CAIRO - Libyan officials said Saturday that the leader of the UN-supported Government of National Accord (GNA) would not support a deal with his primary rival in the country's civil war to lift months-long blockade on its vital oil trade.
According to an official at his office, Prime Minister Fayez Sarraj opposed the final deal struck with commander Khalifa Haftar, whose east-based forces led a failed yearlong siege to take the capital, Tripoli, from the UN-backed government.
“The prime minister did not give his approval to the final version of the deal,” the official told The Associated Press, speaking on condition of anonymity.
Haftar said in a televised address Friday that his forces would allow the Libyan oil facilities to start operating again for the first time since January “with conditions that ensure a fair distribution of revenue.”
The deal to start pumping Libyan oil again appeared to have been spearheaded by the deputy prime minister, Ahmed Matiq, and emerged days after Sarraj said he planned to hand over power by the end of October to a new administration in Tripoli.
Matiq struck an agreement to distribute the country’s petrodollars more equitably between its warring sides, according to Ahmed al-Mosmari, the spokesman of Haftar’s self-styled Libyan Arab Armed Forces.
Mosmari said Saturday in televised comments that Haftar's army “opened communication links” with the Tripoli-based government, accusing Sarraj and militias backing him of opposing the resumption of oil production.

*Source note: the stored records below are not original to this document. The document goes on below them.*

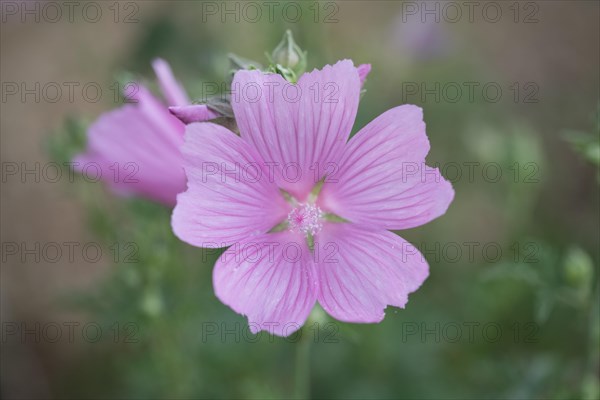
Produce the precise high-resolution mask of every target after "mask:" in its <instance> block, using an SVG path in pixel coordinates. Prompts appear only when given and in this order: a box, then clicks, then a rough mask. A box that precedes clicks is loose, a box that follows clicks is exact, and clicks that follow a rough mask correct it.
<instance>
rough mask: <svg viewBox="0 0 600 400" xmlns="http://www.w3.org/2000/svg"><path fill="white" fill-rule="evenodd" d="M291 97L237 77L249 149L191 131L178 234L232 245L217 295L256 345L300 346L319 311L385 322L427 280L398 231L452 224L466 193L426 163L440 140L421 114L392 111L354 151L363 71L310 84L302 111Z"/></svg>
mask: <svg viewBox="0 0 600 400" xmlns="http://www.w3.org/2000/svg"><path fill="white" fill-rule="evenodd" d="M293 86H294V85H290V84H289V83H288V82H286V81H285V80H284V79H283V78H282V77H281V76H280V75H277V74H264V73H261V72H259V71H239V72H237V73H236V75H235V77H234V81H233V86H232V87H233V88H234V90H236V91H237V94H236V93H234V94H233V95H232V106H233V110H234V113H235V118H236V121H237V125H238V127H239V130H240V134H241V136H236V135H235V134H234V133H232V132H230V131H229V130H227V129H226V128H224V127H222V126H219V125H215V124H212V123H194V124H191V125H188V126H187V128H186V134H185V144H184V146H183V148H182V151H183V156H184V160H185V164H184V168H185V171H186V174H187V177H188V189H187V191H186V192H184V193H182V194H180V195H179V196H178V198H177V206H176V207H175V209H174V211H173V217H172V225H173V230H174V232H175V234H176V235H177V236H178V237H180V238H181V239H182V240H184V241H186V242H188V243H190V244H192V245H195V246H199V247H212V248H214V247H226V246H231V247H230V248H229V249H228V250H227V251H226V252H225V253H224V254H223V255H222V256H221V257H220V259H219V260H218V261H217V263H216V265H215V268H214V271H213V283H214V287H215V292H216V295H217V297H218V298H219V299H220V300H221V301H222V302H223V303H225V304H227V305H229V306H230V307H231V308H232V309H233V310H235V311H236V312H238V313H241V314H244V315H247V316H248V320H249V325H250V330H251V331H252V332H258V331H260V330H267V331H270V332H272V333H274V334H277V335H282V336H285V335H289V334H291V333H292V332H294V331H295V330H297V329H298V328H300V326H301V325H302V324H304V322H305V321H306V319H307V317H308V315H309V313H310V311H311V309H312V308H313V306H314V305H315V302H316V301H318V302H319V304H320V305H321V306H322V307H323V308H324V309H325V310H326V311H327V312H328V313H329V314H330V315H332V316H333V317H335V318H337V319H338V320H341V321H348V322H359V323H374V322H379V321H381V320H382V319H383V317H384V309H385V308H386V306H387V305H393V306H397V307H404V306H405V304H406V302H407V300H408V294H409V293H411V292H413V291H415V290H416V289H417V288H419V286H420V285H421V284H422V283H423V281H424V280H425V278H426V277H427V276H428V269H429V267H428V265H427V262H426V261H425V259H424V258H423V256H422V255H421V254H420V253H419V252H418V251H416V250H415V249H414V247H408V246H409V245H408V243H407V242H406V241H404V240H403V239H402V238H400V237H399V236H397V235H395V234H394V233H392V232H389V231H388V229H406V228H412V227H416V226H419V225H422V224H425V223H427V222H429V221H431V220H433V219H434V218H436V217H438V216H440V215H442V214H444V213H445V211H446V209H447V208H448V206H449V204H450V202H451V201H452V199H453V196H454V191H453V190H452V187H451V185H450V183H448V182H447V181H446V180H444V178H443V177H441V176H440V173H439V171H438V170H437V169H432V168H429V167H426V166H425V164H424V161H425V156H426V155H427V153H428V151H429V141H428V139H427V136H426V134H425V123H424V122H423V118H422V111H421V109H420V108H418V107H416V106H411V105H406V106H400V107H396V108H393V109H391V110H389V111H387V112H385V113H384V114H382V115H381V116H379V117H378V118H376V119H375V120H374V121H372V122H371V123H369V124H368V125H367V126H365V127H364V128H363V129H361V130H360V131H359V132H358V133H357V134H356V135H355V136H354V137H353V138H352V139H351V140H349V141H348V137H349V135H350V131H351V129H352V125H353V124H354V119H355V117H356V112H357V108H358V102H359V94H360V87H361V82H360V77H359V73H358V70H357V69H356V68H354V66H353V64H352V62H351V61H348V60H344V61H340V62H338V63H337V64H335V65H334V66H326V67H325V68H323V69H322V70H315V71H313V72H311V73H307V74H304V75H303V76H302V77H301V78H300V79H299V81H298V83H297V85H296V86H297V88H296V89H295V90H296V91H297V93H302V95H301V96H300V97H299V98H298V99H297V100H296V97H294V99H295V101H291V100H290V96H294V95H293V94H292V93H293V92H294V90H291V89H290V88H291V87H293ZM256 88H265V92H264V93H262V95H260V93H259V95H258V96H257V95H255V94H256V92H255V89H256ZM327 88H330V89H332V90H331V91H328V90H327ZM245 89H249V90H245ZM253 90H254V91H253ZM318 90H321V92H319V93H320V94H319V95H318V98H316V99H315V93H316V91H318ZM245 92H247V93H246V95H244V93H245ZM332 93H333V96H332V95H331V94H332ZM315 100H316V101H315ZM404 165H408V166H410V168H406V169H405V168H404ZM290 166H293V168H290ZM425 168H427V172H426V173H422V172H424V171H425ZM409 171H410V174H409V173H408V172H409ZM406 250H411V251H406Z"/></svg>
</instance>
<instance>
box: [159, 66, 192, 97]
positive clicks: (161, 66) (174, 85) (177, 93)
mask: <svg viewBox="0 0 600 400" xmlns="http://www.w3.org/2000/svg"><path fill="white" fill-rule="evenodd" d="M152 68H154V73H155V74H156V77H157V78H158V84H159V85H160V90H161V91H162V93H163V96H165V99H166V100H167V104H169V105H171V106H183V105H186V104H190V99H189V98H188V97H187V94H186V93H185V90H184V89H183V87H182V86H181V84H180V83H179V82H177V79H175V76H174V75H173V71H172V70H171V67H170V66H169V63H167V62H166V61H165V60H163V59H161V58H157V59H156V60H154V61H153V62H152Z"/></svg>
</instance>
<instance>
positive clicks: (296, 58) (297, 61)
mask: <svg viewBox="0 0 600 400" xmlns="http://www.w3.org/2000/svg"><path fill="white" fill-rule="evenodd" d="M271 62H272V63H273V64H275V66H276V67H277V68H276V69H278V70H284V71H286V70H287V71H291V72H292V73H293V74H294V75H295V76H296V77H299V76H300V75H302V74H303V73H304V71H305V70H306V52H304V51H302V49H300V47H299V46H298V45H297V44H296V42H294V37H293V36H292V31H290V30H289V29H288V30H287V31H286V32H285V34H284V35H283V39H282V40H281V42H280V43H279V44H278V45H277V47H276V48H275V50H273V53H271Z"/></svg>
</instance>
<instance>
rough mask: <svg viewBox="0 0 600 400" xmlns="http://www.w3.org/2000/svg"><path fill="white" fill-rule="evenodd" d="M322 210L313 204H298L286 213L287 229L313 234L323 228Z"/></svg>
mask: <svg viewBox="0 0 600 400" xmlns="http://www.w3.org/2000/svg"><path fill="white" fill-rule="evenodd" d="M322 219H323V211H321V209H320V208H319V207H317V206H316V205H314V204H299V205H298V206H297V207H296V208H294V209H293V210H292V211H291V212H290V213H289V214H288V225H289V229H290V230H291V231H293V232H302V233H304V234H310V235H315V234H317V233H318V232H319V231H320V230H321V228H323V223H322Z"/></svg>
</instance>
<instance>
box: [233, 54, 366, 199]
mask: <svg viewBox="0 0 600 400" xmlns="http://www.w3.org/2000/svg"><path fill="white" fill-rule="evenodd" d="M232 89H233V93H232V97H231V105H232V107H233V111H234V114H235V117H236V121H237V124H238V127H239V129H240V133H241V136H242V138H244V140H246V141H248V142H249V143H252V144H253V145H254V146H255V147H256V149H257V150H258V152H259V153H260V155H261V156H262V157H263V159H264V160H265V161H267V162H272V163H276V164H275V168H276V169H277V171H278V173H277V174H276V181H277V184H278V185H279V186H280V187H282V188H283V189H285V190H286V191H288V192H290V193H292V194H293V195H295V196H296V197H297V198H298V199H299V200H304V199H305V198H306V197H307V196H308V194H309V193H310V190H311V189H312V187H313V186H314V185H315V184H316V183H317V182H318V181H319V180H320V179H321V178H322V177H323V176H324V175H325V174H326V173H327V170H328V168H330V167H331V166H332V165H333V164H334V163H336V162H337V161H338V159H339V157H340V154H341V152H342V149H343V146H344V145H345V143H346V141H347V139H348V136H349V134H350V131H351V129H352V125H353V124H354V119H355V117H356V111H357V108H358V100H359V95H360V79H359V76H358V71H357V69H356V68H355V67H354V66H353V64H352V62H351V61H349V60H344V61H340V62H338V63H337V64H335V65H334V66H329V65H328V66H325V67H324V68H323V69H322V70H320V71H319V70H315V71H313V72H311V73H307V74H304V75H302V76H301V77H300V80H299V81H298V83H297V84H295V85H294V84H291V83H289V82H287V81H286V80H284V79H283V78H282V77H281V76H280V75H277V74H264V73H262V72H260V71H247V70H241V71H238V72H237V73H236V74H235V77H234V79H233V84H232ZM298 172H299V173H300V175H298Z"/></svg>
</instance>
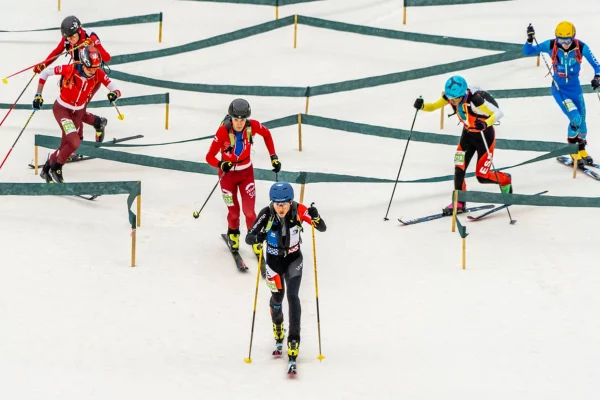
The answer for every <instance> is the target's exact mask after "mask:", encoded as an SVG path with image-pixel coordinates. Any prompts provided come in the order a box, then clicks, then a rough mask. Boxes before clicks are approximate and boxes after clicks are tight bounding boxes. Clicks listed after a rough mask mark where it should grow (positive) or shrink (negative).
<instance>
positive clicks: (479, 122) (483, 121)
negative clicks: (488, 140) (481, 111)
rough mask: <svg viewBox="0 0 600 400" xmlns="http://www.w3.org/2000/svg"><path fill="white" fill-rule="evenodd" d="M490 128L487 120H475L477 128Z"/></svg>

The deal between Matiq and Haftar's representatives did not address the scores of Russian mercenaries from Wagner, a Kremlin-linked private security company, stationed across oil fields that the National Oil Corporation says remain a barrier to the resumption of exports.

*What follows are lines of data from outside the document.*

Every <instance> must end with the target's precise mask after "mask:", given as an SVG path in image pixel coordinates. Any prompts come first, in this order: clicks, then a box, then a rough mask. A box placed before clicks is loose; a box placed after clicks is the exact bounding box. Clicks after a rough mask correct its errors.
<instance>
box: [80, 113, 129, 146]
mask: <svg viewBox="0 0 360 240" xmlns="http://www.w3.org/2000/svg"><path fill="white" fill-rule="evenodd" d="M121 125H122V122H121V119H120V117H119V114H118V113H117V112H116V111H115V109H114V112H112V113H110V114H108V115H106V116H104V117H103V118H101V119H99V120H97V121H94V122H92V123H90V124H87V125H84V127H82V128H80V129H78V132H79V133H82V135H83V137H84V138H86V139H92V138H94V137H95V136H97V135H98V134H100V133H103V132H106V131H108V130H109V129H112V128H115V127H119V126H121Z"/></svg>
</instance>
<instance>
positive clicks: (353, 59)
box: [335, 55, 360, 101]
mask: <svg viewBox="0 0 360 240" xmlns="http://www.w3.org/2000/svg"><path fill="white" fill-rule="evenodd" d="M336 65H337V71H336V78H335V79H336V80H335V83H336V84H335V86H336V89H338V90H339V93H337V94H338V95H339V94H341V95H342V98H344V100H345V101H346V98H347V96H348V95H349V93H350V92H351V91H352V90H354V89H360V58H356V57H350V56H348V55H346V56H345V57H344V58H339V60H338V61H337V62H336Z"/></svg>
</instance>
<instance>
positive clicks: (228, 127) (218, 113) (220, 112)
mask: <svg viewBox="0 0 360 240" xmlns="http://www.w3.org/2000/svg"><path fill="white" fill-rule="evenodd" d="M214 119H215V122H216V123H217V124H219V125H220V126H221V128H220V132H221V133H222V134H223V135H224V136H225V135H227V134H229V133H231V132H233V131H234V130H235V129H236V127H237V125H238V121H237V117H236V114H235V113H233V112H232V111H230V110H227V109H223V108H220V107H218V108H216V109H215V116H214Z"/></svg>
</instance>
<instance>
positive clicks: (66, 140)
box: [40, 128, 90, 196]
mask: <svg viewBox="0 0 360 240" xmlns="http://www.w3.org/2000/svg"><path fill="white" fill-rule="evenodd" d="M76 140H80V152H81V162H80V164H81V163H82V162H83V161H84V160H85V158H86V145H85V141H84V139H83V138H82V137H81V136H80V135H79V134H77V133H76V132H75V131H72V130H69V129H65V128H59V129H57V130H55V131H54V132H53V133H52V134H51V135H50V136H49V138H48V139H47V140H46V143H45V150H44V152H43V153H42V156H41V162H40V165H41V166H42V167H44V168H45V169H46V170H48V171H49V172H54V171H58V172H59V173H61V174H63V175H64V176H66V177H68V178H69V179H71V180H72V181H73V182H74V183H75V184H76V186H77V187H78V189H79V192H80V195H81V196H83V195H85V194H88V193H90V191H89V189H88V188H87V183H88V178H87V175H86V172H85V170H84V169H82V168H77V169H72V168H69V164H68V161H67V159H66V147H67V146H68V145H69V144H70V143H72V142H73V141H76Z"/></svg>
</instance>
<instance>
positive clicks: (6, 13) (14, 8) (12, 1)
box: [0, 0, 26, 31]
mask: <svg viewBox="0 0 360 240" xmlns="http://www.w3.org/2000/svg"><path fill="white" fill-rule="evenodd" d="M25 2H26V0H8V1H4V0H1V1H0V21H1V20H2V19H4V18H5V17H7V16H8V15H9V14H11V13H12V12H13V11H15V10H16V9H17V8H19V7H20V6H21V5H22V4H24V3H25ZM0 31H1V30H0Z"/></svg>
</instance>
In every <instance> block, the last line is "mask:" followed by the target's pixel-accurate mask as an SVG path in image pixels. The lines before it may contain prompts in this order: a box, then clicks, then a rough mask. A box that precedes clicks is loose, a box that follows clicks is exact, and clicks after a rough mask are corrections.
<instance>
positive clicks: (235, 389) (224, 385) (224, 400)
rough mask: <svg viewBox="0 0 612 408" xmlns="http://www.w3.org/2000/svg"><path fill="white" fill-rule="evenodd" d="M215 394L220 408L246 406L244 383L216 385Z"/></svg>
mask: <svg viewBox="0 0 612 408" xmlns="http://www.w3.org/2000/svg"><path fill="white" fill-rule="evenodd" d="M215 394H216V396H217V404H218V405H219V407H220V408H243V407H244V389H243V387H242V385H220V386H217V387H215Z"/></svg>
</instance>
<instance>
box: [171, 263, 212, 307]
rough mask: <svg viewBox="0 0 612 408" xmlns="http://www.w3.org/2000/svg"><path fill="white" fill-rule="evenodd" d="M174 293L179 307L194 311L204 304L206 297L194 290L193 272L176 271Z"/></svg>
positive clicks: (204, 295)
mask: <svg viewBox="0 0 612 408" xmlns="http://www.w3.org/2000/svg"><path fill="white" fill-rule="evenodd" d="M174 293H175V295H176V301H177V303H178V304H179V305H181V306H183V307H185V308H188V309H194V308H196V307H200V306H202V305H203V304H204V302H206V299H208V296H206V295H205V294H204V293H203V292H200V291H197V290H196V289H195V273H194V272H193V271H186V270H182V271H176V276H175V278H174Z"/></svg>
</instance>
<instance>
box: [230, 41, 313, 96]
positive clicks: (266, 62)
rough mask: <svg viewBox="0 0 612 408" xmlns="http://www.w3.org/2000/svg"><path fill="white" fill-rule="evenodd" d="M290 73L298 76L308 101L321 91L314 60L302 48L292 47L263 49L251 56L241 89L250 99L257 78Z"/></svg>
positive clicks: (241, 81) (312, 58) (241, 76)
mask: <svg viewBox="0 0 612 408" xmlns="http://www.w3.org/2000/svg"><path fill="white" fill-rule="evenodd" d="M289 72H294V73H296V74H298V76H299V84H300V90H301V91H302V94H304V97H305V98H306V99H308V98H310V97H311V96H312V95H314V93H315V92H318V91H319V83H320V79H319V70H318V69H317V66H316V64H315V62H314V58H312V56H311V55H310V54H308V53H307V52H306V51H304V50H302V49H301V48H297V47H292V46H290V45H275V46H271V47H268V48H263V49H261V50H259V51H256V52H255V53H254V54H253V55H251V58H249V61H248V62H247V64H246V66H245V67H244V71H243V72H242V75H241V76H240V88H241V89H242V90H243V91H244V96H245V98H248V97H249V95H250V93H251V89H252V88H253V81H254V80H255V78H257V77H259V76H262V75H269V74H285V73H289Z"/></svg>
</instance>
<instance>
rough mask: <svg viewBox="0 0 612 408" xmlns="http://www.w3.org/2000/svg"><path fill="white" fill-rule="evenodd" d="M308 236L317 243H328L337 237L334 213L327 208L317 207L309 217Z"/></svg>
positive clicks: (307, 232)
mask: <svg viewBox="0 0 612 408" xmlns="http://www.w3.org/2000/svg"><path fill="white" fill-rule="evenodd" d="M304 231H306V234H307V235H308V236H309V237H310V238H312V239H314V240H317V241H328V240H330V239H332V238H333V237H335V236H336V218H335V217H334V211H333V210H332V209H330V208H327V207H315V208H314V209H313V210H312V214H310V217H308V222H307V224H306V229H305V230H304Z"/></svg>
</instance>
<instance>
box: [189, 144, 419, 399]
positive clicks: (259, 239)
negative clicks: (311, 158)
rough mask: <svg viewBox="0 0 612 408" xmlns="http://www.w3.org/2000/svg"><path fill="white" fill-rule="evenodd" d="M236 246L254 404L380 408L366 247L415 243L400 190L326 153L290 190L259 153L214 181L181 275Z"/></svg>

“Matiq surrendered very loose, very generous concessions to the LAAF, especially in the realm of banking and finance,” said Jalel Harchaoui, a Libya expert at The Netherlands Institute of International Relations.
Harchaoui said the oil deal was already helping to “revitalize" Haftar after months of military setbacks that followed Turkey's military intervention supporting forces loyal to the Tripoli government.
Matiq largely negotiated the deal behind closed doors with Haftar’s son, Khalid, and its final shape took many Libyan leaders by surprise. Matiq and Haftar’s son met earlier this month in Russia, a key supporter of Haftar.
Gomaa al-Gamaty, Sarraj’s envoy to the Maghreb countries, tweeted that the deal is likely to fail since the prime minister, national oil company and the Central Bank in Tripoli were not part of it.
Mustafa Sanallah, the NOC’s chairman, on Friday rejected what he called “secret” and “disorganized negotiations” aiming to undercut an internationally-brokered political process to reopen the oil fields.
He said the NOC would not lift force majeure, a legal manoeuvre that lets a company get out of its contracts because of extraordinary circumstances, until Russian mercenaries fighting alongside Haftar's forces leave oil fields and terminals.
The NOC however took a step back on Saturday, saying in a statement that it would end the force majeure at “secured” oil fields and terminals, while the measure would be in place at oil facilities where there are Russian mercenaries from the Kremlin-linked Wagner Group and other armed groups.
The statement did not say which oil facilities, but the company had said in June that Wagner mercenaries entered the vast Sharara oilfield, Libya's largest.